It’s all looking surprisingly rosy at the world’s largest interdealer broker. This from today’s interim statement at Icap:
ICAP has continued to benefit from the generally high levels of volatility in the wholesale financial markets. Having had a busy first quarter, markets quietened during the summer period, following the normal seasonal pattern - in contrast with the same period in 2007, which was unusually busy. During September, extraordinary events in financial markets again generated record trading volumes in many markets as participants reassessed their exposures and the flight to quality and liquidity resumed.
In fact, the turbulent climate is even helping.

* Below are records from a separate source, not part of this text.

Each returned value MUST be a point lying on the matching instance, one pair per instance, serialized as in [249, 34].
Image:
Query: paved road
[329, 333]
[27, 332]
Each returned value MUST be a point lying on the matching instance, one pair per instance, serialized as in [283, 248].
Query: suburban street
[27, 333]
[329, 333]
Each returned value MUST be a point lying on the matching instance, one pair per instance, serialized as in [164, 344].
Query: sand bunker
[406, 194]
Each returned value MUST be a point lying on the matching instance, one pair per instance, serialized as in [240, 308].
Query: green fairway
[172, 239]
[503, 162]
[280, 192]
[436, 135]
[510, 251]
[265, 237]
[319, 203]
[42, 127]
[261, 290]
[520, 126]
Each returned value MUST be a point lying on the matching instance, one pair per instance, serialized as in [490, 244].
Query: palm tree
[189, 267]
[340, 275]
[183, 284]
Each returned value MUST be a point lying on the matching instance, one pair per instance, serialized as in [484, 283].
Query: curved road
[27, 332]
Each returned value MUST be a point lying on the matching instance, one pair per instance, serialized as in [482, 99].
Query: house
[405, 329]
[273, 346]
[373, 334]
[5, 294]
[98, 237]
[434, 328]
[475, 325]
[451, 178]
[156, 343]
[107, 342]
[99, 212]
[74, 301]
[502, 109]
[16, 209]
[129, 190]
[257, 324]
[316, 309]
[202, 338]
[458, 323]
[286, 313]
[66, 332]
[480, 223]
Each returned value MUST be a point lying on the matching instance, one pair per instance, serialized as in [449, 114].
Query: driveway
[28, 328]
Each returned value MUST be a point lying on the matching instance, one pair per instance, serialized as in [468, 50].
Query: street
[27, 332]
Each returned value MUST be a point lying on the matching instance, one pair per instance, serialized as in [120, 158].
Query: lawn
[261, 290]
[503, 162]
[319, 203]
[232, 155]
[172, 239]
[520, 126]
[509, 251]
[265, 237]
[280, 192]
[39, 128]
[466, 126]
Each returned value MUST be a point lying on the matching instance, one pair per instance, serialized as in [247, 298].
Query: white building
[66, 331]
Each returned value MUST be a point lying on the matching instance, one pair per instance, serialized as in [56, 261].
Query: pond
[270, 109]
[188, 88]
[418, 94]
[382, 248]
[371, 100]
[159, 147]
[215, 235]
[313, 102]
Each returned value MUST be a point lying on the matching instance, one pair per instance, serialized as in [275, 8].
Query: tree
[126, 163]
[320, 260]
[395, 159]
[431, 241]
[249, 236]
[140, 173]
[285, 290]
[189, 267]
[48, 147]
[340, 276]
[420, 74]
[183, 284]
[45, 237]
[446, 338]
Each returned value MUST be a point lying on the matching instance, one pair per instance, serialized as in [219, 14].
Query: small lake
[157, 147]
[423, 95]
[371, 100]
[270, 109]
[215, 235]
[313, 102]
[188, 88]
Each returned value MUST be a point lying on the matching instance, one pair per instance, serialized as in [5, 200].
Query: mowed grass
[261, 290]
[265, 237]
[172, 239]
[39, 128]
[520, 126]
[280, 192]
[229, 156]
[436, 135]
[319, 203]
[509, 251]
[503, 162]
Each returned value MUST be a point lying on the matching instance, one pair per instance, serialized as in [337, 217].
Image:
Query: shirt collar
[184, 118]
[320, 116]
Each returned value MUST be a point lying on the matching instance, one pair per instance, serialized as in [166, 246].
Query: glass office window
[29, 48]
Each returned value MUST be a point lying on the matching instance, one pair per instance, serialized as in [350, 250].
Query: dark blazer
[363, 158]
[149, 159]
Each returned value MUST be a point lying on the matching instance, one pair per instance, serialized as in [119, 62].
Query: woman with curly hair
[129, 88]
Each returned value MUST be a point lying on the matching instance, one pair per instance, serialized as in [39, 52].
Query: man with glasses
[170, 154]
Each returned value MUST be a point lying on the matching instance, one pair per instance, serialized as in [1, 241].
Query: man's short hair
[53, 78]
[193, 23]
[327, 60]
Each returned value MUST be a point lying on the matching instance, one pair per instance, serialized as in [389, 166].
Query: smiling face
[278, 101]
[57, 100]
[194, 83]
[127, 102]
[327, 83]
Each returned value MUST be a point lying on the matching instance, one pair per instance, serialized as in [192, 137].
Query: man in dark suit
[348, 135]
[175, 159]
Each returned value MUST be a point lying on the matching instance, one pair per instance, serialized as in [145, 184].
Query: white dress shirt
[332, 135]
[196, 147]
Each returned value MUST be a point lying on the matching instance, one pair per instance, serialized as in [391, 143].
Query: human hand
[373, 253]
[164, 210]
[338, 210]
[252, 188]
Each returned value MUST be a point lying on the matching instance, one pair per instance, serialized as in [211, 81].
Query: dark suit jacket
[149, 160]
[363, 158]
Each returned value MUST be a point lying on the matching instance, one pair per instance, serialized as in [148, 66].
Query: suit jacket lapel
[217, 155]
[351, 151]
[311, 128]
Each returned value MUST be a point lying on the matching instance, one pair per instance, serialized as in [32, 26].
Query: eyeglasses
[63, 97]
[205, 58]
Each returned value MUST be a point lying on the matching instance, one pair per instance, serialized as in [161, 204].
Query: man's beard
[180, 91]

The group posted a record H1 pretax profit before one-off items and impairments - Icap’s preferred measure of performance - of £174m (£148m pretax).
The broker now expects FY profit to beat average analyst forecasts as it continues to flourish from an ongoing crisis that is generating record trading volumes.

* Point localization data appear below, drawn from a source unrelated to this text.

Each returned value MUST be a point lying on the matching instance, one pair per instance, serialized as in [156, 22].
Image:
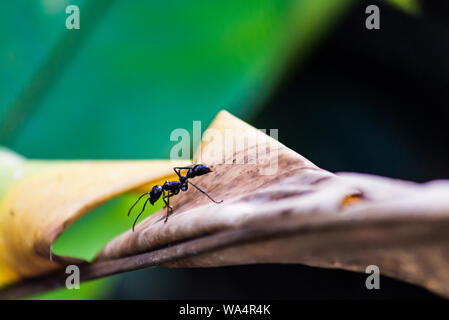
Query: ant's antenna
[136, 203]
[203, 192]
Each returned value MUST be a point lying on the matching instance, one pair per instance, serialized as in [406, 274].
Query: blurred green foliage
[134, 72]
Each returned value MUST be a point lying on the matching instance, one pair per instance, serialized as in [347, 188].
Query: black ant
[172, 188]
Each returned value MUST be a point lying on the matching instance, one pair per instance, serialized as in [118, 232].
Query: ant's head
[200, 169]
[155, 193]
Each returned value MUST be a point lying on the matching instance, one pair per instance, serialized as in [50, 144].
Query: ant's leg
[167, 203]
[136, 203]
[203, 192]
[178, 170]
[138, 216]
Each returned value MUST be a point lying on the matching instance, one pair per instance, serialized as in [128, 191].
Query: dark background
[366, 101]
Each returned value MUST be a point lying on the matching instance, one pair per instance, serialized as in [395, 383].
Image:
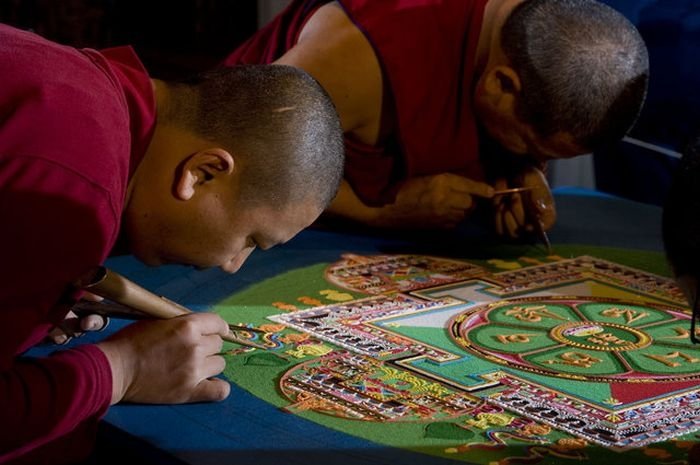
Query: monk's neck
[496, 13]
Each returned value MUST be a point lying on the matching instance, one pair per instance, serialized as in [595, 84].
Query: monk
[444, 101]
[199, 172]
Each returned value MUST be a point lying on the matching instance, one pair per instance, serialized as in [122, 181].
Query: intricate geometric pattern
[589, 347]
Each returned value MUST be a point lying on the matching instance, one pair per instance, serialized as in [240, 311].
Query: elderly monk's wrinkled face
[215, 235]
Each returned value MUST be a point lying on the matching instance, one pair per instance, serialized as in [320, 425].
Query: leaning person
[443, 101]
[199, 172]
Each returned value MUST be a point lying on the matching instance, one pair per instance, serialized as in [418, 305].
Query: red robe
[74, 124]
[427, 52]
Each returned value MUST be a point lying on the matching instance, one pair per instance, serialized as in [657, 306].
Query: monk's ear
[200, 169]
[500, 88]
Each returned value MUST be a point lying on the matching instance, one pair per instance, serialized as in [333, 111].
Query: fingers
[541, 200]
[74, 326]
[212, 389]
[209, 324]
[468, 186]
[93, 322]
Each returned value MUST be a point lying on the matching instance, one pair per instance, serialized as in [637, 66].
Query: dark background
[180, 37]
[173, 38]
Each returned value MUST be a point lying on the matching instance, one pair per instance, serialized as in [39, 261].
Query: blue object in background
[671, 115]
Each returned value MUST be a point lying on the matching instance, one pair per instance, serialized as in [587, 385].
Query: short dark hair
[681, 214]
[279, 123]
[583, 67]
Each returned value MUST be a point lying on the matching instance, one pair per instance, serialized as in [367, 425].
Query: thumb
[210, 390]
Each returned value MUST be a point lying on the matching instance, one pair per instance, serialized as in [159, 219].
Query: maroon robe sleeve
[56, 225]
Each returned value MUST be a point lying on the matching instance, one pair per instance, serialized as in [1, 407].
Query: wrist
[121, 373]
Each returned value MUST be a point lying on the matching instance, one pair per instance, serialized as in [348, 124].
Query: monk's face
[210, 232]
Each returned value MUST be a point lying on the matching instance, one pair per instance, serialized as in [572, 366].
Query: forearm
[42, 400]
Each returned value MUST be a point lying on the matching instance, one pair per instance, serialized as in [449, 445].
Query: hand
[439, 201]
[74, 325]
[168, 361]
[515, 213]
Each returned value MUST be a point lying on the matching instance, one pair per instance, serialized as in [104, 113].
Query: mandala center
[608, 337]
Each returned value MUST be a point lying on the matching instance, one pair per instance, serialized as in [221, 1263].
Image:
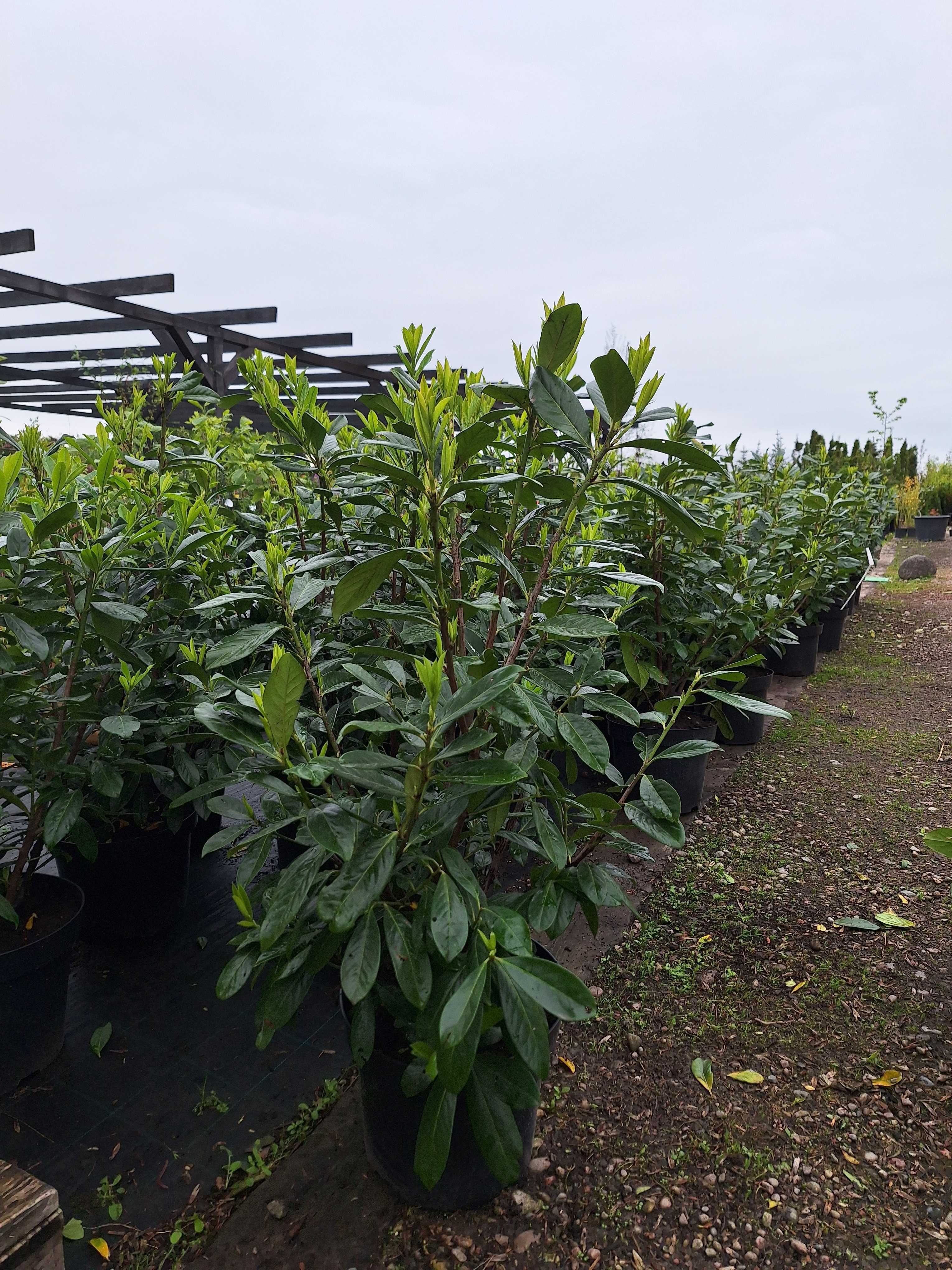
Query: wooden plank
[148, 285]
[17, 241]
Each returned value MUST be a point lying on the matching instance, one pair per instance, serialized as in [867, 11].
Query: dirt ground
[735, 959]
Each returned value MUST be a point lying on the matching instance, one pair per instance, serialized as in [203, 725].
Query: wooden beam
[17, 241]
[148, 285]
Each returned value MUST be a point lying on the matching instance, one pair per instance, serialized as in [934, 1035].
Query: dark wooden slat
[102, 326]
[17, 241]
[148, 285]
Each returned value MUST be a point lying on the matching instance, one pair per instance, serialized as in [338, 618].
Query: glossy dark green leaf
[526, 1023]
[361, 963]
[494, 1127]
[282, 699]
[435, 1136]
[560, 335]
[557, 404]
[550, 985]
[358, 883]
[360, 583]
[240, 644]
[615, 383]
[450, 925]
[61, 817]
[410, 964]
[586, 740]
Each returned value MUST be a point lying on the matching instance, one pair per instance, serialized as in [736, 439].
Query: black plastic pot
[931, 529]
[798, 658]
[34, 983]
[136, 887]
[200, 831]
[687, 775]
[747, 728]
[832, 632]
[391, 1123]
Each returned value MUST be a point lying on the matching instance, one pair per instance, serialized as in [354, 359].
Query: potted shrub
[407, 731]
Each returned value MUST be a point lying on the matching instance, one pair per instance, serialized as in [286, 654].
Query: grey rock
[917, 567]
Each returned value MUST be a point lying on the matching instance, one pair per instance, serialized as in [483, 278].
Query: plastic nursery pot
[931, 529]
[200, 831]
[391, 1122]
[798, 658]
[832, 630]
[136, 887]
[35, 976]
[687, 775]
[747, 728]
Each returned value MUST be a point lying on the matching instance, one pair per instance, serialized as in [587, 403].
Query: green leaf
[550, 985]
[616, 383]
[671, 835]
[890, 919]
[560, 335]
[119, 611]
[660, 798]
[494, 1127]
[856, 924]
[687, 750]
[235, 975]
[450, 926]
[586, 738]
[749, 705]
[410, 964]
[485, 773]
[101, 1039]
[702, 1071]
[61, 817]
[686, 453]
[435, 1136]
[121, 726]
[511, 929]
[550, 837]
[611, 704]
[243, 643]
[479, 694]
[358, 971]
[577, 627]
[106, 780]
[941, 841]
[557, 404]
[292, 890]
[358, 883]
[363, 1028]
[360, 583]
[526, 1023]
[27, 637]
[282, 698]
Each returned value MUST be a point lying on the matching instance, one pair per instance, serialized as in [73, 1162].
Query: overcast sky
[765, 187]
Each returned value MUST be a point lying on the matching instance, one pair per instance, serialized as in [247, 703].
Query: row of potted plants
[456, 651]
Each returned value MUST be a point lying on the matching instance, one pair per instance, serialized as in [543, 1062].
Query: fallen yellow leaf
[748, 1076]
[889, 1079]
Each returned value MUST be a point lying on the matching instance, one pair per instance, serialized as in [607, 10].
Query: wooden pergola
[69, 380]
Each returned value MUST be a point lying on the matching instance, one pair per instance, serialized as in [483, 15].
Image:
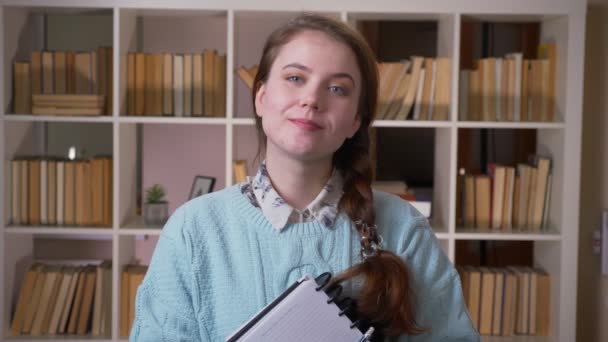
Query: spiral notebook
[307, 311]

ICAP’s pure intermediary role means that we do not have the exposures or the leverage of many other financial services businesses. ICAP has low capital requirements, a strong balance sheet and strong cash flow.
On top of that, a smoothly resolved Lehman CDS settlement will only help bolster the group’s OTC position, says Icap. The group’s own associated costs with Lehman’s collapse totalled a slim £3m.
How about the fear that increased OTC market regulation could signal the beginning of tougher times for Icap?
The broker has a positive spin on that too. Firstly, it doesn’t believe it will be the end of ‘off exchange’ trading. Secondly, whatever measures are imposed will likely translate to lower costs for Icap.
Increased regulatory oversight and the drive for greater transparency in OTC markets will push more OTC products to central counterparty or cleared mechanisms for settlement and provide a further boost to electronic trading. These will be welcome developments for ICAP as they will reduce the overall cost of trading and thereby serve to increase trading volumes. We emphatically do not believe that OTC markets will suddenly become exchange listed.
The market has responded accordingly - shares in Icap were as much as 6 per cent higher in early morning trade, opting to reverse last week’s sudden concerns over the broker’s survivability in an increasingly ‘on exchange’ trade climate.

Meanwhile, on the balance sheet front, things are looking positive too. While the group says it was forced to draw down £53m under a revolving facility to meet FICC margin calls during the most turbulent part of the crisis, the good news is it managed to do successfully. It also has another £75m it can use under a facility with Lloyds TSB until May 2009. The group has also been able to restructure a £150m term loan repayable in 2 years, leaving no imminent refinancing requirements until 2011.